I can lie faster than you can fact-check.

This is short, interesting (imo) and a little depressing....

"Trump's Lies vs. Your Brain"

http://www.politico.com/magazine/story/2017/01/donald-trump-lies-liar-effect-brain-214658


With each passing hour, I'm less and less afraid of Mike Pence.


mjc said:

This is short, interesting (imo) and a little depressing....
"Trump's Lies vs. Your Brain"

http://www.politico.com/magazine/story/2017/01/donald-trump-lies-liar-effect-brain-214658

In other words, the brainwashing can win:

A leader who lies constantly creates a new landscape, and a citizenry whose sense of reality may end up swaying far more than they think possible. It’s little wonder that authoritarian regimes with sophisticated propaganda operations can warp the worldviews of entire populations.

“You are annihilated, exhausted, you can’t control yourself or remember what you said two minutes before. You feel that all is lost,” as one man who had been subject to Mao Zedong’s “reeducation” campaign in China put it to the psychiatrist Robert Lifton. “You accept anything he says.”



paulsurovell said:

With each passing hour, I'm less and less afraid of Mike Pence.

You might want to read up on him. He is scary in a different (more focused, more efficient, in many ways more backwards) way.


sprout said:
mjc said:

This is short, interesting (imo) and a little depressing....
"Trump's Lies vs. Your Brain"

http://www.politico.com/magazine/story/2017/01/donald-trump-lies-liar-effect-brain-214658
In other words, the brainwashing can win:

A leader who lies constantly creates a new landscape, and a citizenry whose sense of reality may end up swaying far more than they think possible. It’s little wonder that authoritarian regimes with sophisticated propaganda operations can warp the worldviews of entire populations.

“You are annihilated, exhausted, you can’t control yourself or remember what you said two minutes before. You feel that all is lost,” as one man who had been subject to Mao Zedong’s “reeducation” campaign in China put it to the psychiatrist Robert Lifton. “You accept anything he says.”

This is EXACTLY why I always say not to search for a grain of decency or a morsel or good policy. There is none. Every single thing he does is for the purpose of gaslighting us, getting us off balance, getting us to be in perpetual conflict, to keep us ungrounded, playing the people against each other. Do not be lulled when you hear a kernel that appears "reasonable." It's not. It's done to keep us off balance.

And if you are wondering how he does this, how he thinks up these things, how he knows how to constantly keep us off balance: It is essential to who he is. He doesn't have to give it a moment of thought. It is characterological, it's what he's made of. To him, it's as natural as having breakfast. Just as some people are natural-born athletes or musicians, DJT is a natural-born narcissistic gaslighter.


yeah, Pence is as much a liar as Trump is, at least on substantive policy issues - he has to be, it's part of being an extreme-right-wing kook.

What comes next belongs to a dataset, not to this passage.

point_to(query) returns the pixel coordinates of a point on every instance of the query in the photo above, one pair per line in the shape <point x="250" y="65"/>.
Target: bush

President Pence won't go off half-cocked like Trump, but other than that, you should still be scared of Pence.

South_Mountaineer said:



paulsurovell said:

With each passing hour, I'm less and less afraid of Mike Pence.

You might want to read up on him. He is scary in a different (more focused, more efficient, in many ways more backwards) way.



If we haven't figured it out yet, he's a hustler. He's the same dude that swindles people out of their homes with bogus mortgages. He's the same dude that runs scams on the stock market in boiler rooms. He's the same dude who has one family in Astoria and another one in Sunnyside. A hustler.